クリスチャン作家の遠藤周作は、長崎市の海を見渡す場所にある「沈黙の碑」にこのような言葉を遺している。いま思えば、高校を卒業するまで雑誌以外の本なんて一冊も読んだことがなかった。そんなわたしを、活字の世界に引き込んだのは『深い河』という遠藤周作最後の長編小説でもあった。たぶん、それからだったと思う、わたしが言葉の響きに過剰なまでに敏感になったのは。

あなたの現実は、あなたが生み出す言葉を超えられない。夢を語るのが好きな人は、結局夢を夢で終わらせてしまう。超えてはいけないものを、人は夢として選ぶから当然と言えば当然のことかもしれない。けれども、一方で夢を現実にしている人もたくさんいる。そういう人たちは、夢よりも“体感”を言葉にするのが上手いからだとわたしは思う。なぜなら、体感を乗せた言葉には“振動数”が伴うからである。人は自分で発した言葉の振動数を、無限のエネルギーに変えることができるのだ。

いまを、“生きる”のか。
それとも、いまを、“生きている”のか。

どちらの表現も似ているようだけど、“生きる”とい言葉を発した瞬間、体に力が入るのが分かるはずである。

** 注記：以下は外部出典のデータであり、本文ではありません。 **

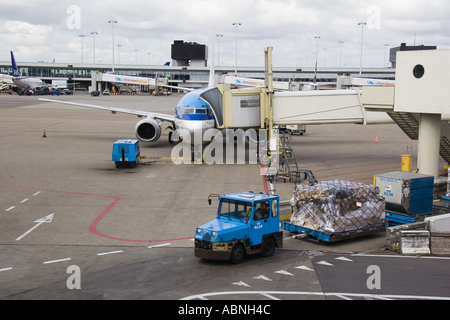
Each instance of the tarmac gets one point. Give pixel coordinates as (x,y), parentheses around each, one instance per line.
(69,176)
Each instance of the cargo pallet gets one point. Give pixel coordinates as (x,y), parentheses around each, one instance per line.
(336,236)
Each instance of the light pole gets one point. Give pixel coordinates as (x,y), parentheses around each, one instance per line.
(218,47)
(340,58)
(362,24)
(93,34)
(317,50)
(236,24)
(119,46)
(385,56)
(113,23)
(82,36)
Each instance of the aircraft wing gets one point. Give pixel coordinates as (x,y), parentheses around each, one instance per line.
(6,78)
(159,116)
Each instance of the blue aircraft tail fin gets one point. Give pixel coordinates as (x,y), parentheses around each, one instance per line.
(16,72)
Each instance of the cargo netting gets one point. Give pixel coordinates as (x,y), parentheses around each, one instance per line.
(337,206)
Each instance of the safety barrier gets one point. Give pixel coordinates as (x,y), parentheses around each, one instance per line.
(440,244)
(394,234)
(415,242)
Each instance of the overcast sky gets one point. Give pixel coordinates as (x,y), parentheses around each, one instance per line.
(47,30)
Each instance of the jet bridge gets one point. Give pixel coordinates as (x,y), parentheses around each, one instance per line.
(418,102)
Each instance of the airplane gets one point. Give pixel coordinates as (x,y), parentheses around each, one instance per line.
(194,113)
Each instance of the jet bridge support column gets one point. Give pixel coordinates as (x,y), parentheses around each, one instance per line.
(429,144)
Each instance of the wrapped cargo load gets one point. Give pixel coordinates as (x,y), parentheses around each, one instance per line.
(337,206)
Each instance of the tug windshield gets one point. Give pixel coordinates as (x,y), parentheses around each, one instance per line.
(235,209)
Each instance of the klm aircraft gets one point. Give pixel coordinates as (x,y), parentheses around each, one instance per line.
(198,111)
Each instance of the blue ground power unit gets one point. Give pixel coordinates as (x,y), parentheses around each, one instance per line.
(126,152)
(407,193)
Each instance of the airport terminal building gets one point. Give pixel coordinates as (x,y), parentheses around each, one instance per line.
(188,69)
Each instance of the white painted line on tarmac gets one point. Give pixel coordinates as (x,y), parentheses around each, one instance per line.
(344,259)
(324,263)
(55,261)
(160,245)
(402,257)
(304,268)
(106,253)
(269,296)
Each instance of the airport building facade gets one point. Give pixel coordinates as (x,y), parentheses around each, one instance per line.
(184,76)
(189,69)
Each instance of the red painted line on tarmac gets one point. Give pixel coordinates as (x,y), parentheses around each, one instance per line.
(93,226)
(51,125)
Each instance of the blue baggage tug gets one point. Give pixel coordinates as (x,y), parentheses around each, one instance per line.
(246,223)
(126,152)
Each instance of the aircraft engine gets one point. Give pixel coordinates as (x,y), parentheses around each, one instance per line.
(148,130)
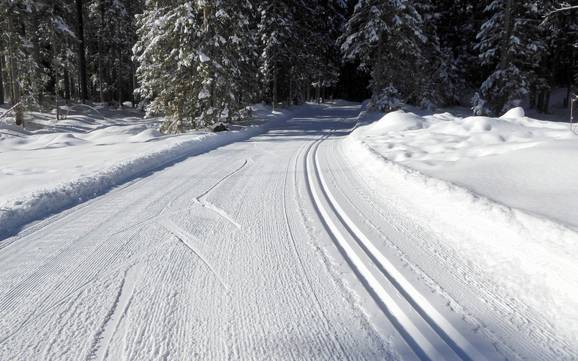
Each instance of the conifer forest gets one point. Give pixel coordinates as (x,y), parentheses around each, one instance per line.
(202,61)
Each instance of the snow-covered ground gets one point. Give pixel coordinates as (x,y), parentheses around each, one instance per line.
(300,243)
(503,192)
(515,160)
(57,164)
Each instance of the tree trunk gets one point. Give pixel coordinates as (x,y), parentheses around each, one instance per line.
(505,58)
(15,87)
(546,102)
(100,34)
(36,55)
(275,91)
(1,77)
(81,52)
(66,86)
(119,75)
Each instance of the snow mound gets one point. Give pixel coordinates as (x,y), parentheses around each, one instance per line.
(514,113)
(145,136)
(437,139)
(40,173)
(502,191)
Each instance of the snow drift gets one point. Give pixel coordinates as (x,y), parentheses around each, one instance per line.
(45,171)
(500,190)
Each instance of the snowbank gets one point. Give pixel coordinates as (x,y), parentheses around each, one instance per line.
(69,162)
(466,176)
(520,162)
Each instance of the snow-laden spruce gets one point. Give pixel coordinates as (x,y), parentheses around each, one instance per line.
(193,58)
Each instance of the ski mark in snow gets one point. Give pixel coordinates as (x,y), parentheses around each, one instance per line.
(221,212)
(222,180)
(185,238)
(115,315)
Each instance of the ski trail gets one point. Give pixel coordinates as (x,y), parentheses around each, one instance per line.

そして、“生きている”という言葉を使うと、なぜか腹の力が緩んでいくことに気付くのではないだろうか。

“海があまりに碧いのです”
“海があまりにも碧いのです”
遠藤周作は上の表現を使っている。“も”の一文字が入ることで、それは海という存在をフィクションにしてしまうからだとわたしは解釈している。神が微笑む下でもその瞬間、海は絶望なまでに碧かったはずなのだ。

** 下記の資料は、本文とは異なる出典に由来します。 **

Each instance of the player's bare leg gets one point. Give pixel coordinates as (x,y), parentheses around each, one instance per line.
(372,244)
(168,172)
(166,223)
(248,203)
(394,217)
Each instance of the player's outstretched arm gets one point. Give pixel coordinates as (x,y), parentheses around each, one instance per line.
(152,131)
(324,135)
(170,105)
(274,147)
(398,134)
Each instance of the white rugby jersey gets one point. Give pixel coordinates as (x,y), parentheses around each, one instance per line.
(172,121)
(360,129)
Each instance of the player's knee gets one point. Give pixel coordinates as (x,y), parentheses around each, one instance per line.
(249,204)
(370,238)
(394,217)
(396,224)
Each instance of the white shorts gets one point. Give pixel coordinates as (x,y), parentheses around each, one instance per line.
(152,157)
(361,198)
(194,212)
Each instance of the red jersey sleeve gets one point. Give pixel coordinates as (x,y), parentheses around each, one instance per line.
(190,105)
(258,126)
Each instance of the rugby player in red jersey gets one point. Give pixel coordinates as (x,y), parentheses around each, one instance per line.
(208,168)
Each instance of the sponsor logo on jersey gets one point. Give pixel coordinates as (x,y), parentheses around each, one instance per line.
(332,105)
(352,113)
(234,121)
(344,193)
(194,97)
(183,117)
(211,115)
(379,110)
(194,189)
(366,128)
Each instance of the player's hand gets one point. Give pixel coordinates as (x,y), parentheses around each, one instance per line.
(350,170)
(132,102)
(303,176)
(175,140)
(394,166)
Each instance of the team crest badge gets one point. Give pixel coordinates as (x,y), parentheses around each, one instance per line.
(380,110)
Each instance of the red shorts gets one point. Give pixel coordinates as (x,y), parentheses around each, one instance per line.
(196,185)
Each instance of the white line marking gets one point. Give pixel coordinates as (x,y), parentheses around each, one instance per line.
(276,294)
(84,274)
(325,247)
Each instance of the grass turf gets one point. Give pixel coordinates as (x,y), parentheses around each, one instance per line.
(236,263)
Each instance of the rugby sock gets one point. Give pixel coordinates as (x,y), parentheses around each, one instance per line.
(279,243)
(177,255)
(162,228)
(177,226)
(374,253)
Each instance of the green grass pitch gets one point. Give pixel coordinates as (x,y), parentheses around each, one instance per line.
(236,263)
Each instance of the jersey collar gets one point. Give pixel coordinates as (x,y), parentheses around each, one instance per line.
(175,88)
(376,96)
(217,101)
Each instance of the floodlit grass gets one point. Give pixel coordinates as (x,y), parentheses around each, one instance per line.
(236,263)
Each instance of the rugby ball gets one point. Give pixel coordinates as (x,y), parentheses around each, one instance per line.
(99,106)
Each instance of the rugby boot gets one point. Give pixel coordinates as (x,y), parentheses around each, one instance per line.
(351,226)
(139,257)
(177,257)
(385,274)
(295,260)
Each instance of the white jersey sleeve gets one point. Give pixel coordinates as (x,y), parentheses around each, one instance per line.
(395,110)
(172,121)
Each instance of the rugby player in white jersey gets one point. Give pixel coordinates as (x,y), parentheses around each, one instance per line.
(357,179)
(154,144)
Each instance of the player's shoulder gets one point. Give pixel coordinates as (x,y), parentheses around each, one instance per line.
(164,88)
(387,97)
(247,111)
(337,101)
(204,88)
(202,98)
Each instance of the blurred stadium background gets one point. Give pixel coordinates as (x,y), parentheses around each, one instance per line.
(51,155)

人は一日のうち、約4万回もセルフトークをしているらしい。まさに言葉は自分を映す鏡である。そして、目の前の人を照らしてあげる灯火でもあるのだ。体に不調がある人ほど、一日の終わりを感謝で締めくくることを多くの精神科医が勧めている。それはクスリを飲むことより何倍も効き目があるのだが、大人の事情で本当に必要としている人のところまでその事実が届いていない。

生まれて、ありがとう。
わたしは、時空を超えたすべての存在にそう伝えたい。

“生まれてきて、ありがとう”ではなく、とにかく“生まれて、ありがとう”なのだ。人は、意識を向けた先にあるものすべてに包まれる存在なのである。

包まれたい。そう思った時こそ、包むのだ。愛のある言葉で。